Help my audience avoid having to choose me over the Giants.
May 12, 2012 1:02 PM   Subscribe

How do really good and thorough event planners find dates with the fewest conflicts? I am in San Francisco, planning music events, and would love to find a comprehensive calendar including major festivals, concerts, bridge closures, naked marathons, sporting events, etc. Failing a comprehensive calendar, what main Bay Area calendar resources would you use?
posted by purplefiber to Society & Culture (6 answers total) 2 users marked this as a favorite
 
besides sfgate and sfweekley, i used to use sfstation when i lived in the bay area. also, the list; although that only covers music, it is hella comprehensive!
posted by Rube R. Nekker at 2:03 PM on May 12, 2012 [1 favorite]

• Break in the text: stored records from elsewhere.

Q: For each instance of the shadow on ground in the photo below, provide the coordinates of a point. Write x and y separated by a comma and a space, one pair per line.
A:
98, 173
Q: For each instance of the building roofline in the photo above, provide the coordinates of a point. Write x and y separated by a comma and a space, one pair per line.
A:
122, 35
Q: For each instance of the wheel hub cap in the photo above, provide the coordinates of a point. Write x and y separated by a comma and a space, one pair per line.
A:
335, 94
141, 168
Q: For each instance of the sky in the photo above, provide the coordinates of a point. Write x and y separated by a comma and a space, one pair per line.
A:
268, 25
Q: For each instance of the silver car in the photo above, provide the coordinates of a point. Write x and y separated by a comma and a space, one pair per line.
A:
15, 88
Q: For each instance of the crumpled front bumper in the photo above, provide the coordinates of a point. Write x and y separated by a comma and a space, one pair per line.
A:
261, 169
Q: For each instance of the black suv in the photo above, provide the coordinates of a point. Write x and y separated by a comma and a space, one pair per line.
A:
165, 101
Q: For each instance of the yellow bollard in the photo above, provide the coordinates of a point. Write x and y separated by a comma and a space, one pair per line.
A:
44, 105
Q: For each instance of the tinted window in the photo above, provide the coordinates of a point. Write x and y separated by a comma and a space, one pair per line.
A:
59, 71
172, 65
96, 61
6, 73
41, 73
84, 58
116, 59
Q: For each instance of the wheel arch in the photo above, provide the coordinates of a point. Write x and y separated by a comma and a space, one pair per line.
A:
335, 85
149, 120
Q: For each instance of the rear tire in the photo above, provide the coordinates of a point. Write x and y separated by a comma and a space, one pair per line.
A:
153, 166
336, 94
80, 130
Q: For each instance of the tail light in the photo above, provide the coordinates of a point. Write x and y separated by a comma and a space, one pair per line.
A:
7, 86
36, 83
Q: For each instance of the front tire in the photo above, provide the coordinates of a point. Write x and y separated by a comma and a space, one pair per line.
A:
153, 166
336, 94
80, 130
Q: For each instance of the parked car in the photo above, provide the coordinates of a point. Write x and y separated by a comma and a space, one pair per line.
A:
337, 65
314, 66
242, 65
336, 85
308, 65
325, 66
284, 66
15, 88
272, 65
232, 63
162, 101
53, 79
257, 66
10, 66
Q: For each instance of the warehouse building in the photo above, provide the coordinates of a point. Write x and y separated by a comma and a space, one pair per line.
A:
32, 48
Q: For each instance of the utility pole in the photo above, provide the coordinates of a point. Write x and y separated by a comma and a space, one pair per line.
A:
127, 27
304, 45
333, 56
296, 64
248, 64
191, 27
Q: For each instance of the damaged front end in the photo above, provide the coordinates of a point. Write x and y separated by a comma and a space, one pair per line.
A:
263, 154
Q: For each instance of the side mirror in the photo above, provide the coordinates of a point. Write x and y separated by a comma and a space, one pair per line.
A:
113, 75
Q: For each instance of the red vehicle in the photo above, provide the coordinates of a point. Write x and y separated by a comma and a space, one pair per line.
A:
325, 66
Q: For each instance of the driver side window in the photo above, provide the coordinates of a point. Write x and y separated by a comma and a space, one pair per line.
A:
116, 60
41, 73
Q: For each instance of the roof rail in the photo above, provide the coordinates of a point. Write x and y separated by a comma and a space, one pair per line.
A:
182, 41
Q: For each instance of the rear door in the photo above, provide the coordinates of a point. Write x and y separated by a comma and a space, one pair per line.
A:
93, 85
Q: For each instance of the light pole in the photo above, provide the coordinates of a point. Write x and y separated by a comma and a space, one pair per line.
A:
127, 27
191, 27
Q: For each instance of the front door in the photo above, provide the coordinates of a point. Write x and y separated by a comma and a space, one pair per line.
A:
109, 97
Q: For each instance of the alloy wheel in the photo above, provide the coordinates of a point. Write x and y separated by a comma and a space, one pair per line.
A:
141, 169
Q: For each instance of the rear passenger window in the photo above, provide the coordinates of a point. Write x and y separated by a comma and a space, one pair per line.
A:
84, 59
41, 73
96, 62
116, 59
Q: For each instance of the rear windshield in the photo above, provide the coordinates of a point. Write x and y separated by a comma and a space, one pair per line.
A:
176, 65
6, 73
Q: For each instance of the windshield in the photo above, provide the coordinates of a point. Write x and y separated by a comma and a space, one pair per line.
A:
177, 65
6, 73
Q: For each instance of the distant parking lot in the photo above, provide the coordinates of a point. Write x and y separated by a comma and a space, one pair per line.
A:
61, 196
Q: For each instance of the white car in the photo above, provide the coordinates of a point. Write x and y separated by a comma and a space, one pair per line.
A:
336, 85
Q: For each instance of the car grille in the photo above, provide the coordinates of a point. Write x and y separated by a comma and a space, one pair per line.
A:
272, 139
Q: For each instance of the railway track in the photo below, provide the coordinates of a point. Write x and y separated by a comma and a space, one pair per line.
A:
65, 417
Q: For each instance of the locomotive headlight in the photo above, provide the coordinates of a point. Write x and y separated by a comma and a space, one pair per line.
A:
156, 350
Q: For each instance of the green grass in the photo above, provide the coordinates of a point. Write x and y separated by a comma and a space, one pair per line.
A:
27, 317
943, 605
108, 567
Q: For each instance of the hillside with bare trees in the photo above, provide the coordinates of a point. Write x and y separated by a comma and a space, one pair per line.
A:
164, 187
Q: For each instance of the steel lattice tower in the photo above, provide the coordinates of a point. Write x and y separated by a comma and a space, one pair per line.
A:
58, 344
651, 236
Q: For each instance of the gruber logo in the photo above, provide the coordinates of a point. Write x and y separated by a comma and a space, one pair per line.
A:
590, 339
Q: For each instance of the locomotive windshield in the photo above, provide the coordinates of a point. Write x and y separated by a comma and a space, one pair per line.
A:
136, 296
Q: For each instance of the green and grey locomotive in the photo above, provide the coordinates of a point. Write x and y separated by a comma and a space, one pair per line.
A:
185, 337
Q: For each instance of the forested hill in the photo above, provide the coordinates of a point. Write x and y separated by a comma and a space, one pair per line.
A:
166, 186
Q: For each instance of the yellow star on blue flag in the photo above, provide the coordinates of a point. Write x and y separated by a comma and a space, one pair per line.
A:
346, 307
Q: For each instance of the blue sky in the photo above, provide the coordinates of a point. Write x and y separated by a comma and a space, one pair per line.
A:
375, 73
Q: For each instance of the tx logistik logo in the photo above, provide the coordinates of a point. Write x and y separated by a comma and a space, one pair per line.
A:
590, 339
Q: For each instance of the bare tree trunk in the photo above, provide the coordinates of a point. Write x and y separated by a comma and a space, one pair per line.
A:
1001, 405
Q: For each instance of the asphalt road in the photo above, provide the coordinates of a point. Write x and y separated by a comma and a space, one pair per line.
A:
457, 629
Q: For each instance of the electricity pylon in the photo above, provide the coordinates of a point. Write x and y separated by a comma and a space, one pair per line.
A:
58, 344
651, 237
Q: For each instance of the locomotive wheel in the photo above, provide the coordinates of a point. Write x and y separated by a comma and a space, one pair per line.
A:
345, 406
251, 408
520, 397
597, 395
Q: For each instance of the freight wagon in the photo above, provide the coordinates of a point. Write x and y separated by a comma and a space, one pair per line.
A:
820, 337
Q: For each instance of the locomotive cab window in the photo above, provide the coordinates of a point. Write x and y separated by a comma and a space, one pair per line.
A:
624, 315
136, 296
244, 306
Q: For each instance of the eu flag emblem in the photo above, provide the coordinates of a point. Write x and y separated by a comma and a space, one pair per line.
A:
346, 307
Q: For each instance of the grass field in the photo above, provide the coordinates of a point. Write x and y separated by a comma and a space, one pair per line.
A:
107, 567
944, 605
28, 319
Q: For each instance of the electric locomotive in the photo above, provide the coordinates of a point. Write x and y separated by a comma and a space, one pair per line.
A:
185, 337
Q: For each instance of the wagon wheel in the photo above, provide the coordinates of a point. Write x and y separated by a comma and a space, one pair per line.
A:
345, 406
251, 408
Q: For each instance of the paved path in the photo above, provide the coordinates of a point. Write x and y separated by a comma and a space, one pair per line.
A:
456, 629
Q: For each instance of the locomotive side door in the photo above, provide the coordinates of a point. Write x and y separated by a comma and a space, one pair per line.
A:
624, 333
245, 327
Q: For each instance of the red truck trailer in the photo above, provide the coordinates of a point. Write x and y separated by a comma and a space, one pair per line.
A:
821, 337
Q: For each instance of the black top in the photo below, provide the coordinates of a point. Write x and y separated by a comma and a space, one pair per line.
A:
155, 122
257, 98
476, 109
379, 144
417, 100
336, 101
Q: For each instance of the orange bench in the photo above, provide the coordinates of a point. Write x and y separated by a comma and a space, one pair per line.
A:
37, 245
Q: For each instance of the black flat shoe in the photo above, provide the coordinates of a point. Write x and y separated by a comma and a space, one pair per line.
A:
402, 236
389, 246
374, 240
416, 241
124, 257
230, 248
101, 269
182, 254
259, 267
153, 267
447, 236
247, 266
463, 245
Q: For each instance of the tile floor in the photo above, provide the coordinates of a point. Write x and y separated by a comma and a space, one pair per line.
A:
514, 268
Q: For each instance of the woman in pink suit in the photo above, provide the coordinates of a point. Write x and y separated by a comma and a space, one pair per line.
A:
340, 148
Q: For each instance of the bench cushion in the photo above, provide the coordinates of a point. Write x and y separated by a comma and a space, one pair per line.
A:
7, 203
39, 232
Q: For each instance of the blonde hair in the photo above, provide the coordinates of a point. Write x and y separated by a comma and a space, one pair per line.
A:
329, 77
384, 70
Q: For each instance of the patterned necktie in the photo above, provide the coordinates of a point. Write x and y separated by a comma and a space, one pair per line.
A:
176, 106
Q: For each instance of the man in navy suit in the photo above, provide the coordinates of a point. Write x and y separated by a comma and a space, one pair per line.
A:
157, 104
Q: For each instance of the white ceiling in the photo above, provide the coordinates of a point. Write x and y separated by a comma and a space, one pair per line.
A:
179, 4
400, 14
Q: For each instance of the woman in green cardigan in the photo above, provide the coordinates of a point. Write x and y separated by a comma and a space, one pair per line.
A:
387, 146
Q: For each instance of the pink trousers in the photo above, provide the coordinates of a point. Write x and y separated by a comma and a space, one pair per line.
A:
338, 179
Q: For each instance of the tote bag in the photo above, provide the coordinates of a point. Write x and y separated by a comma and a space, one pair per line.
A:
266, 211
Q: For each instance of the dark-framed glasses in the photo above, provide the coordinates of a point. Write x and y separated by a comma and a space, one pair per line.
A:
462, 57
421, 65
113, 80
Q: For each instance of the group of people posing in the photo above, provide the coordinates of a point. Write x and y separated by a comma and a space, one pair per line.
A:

I can't help you with SF, but part of the reason event planners make money for their services is their ability to manage a calendar, and they usually don't share everything they know. Where I work, we plan events out 1-3 years, and it just involves getting on the phone and asking the people who organize major potentially conflicting events what their future dates are. We also maintain an institutional calendar on which we list major recurring events - commencements, fashion week, regular festivals, etc. It's someone's job to manage this. So there's not really a universal quick fix; part of being a great event manager is just doing this better than others.
posted by Miko at 8:33 PM on May 12, 2012


Seconding Miko, plus a certain level of triage/target marketing - which is to say, you're in a big metropolitan area; you're guaranteed to be in conflict with something. So, not that football fans can't also be fans of the music you're presenting, but I think you'll be a lot less frustrated if you narrow your focus a little bit. This is definitely something I've seen event planners do - it's not just "fewest conflicts", but "fewest conflicts with events that would be in direct competition with my event."

Try not to conflict with the Radiohead concert or the major fundraising gala at the art museum, but accept that the Giants fans and the naked marathoners are going to have to make a choice. Possibly you can finesse the timing of your events so audience members can do more than one thing, and see if there's some way you can kind of ride the coattails of large non-musical events. Like set up a show in a place near the finish line of the marathon, starting when most runners are finishing, and promote it as a way for runners & their friends to celebrate finishing the marathon.
posted by soundguy99 at 4:57 AM on May 13, 2012


Response by poster: Thanks folks, good answers so far. Keep them coming. I agree, and know that there will never be a time we can avoid conflicting with ANYTHING, but wish it were simpler to at least make sure people won't get stuck on the bridge getting to our show. You know, months in advance...
posted by purplefiber at 4:28 PM on May 13, 2012


Well, mostly I've seen event planners/promoters approach this problem from kind of the opposite direction - using the front page of the website/Facebook/Twitter/mass emails/maybe even snail mail to clue the attendees into possible traffic problems in the weeks/days/hours just before the show. Suggest alternate routes, or maybe just a reminder that they should plan for some extra time to get to your event.
posted by soundguy99 at 6:21 AM on May 17, 2012 [1 favorite]


For traffic conflicts, you could consider running a shuttle or asking your supporters to host pre-parties nearby.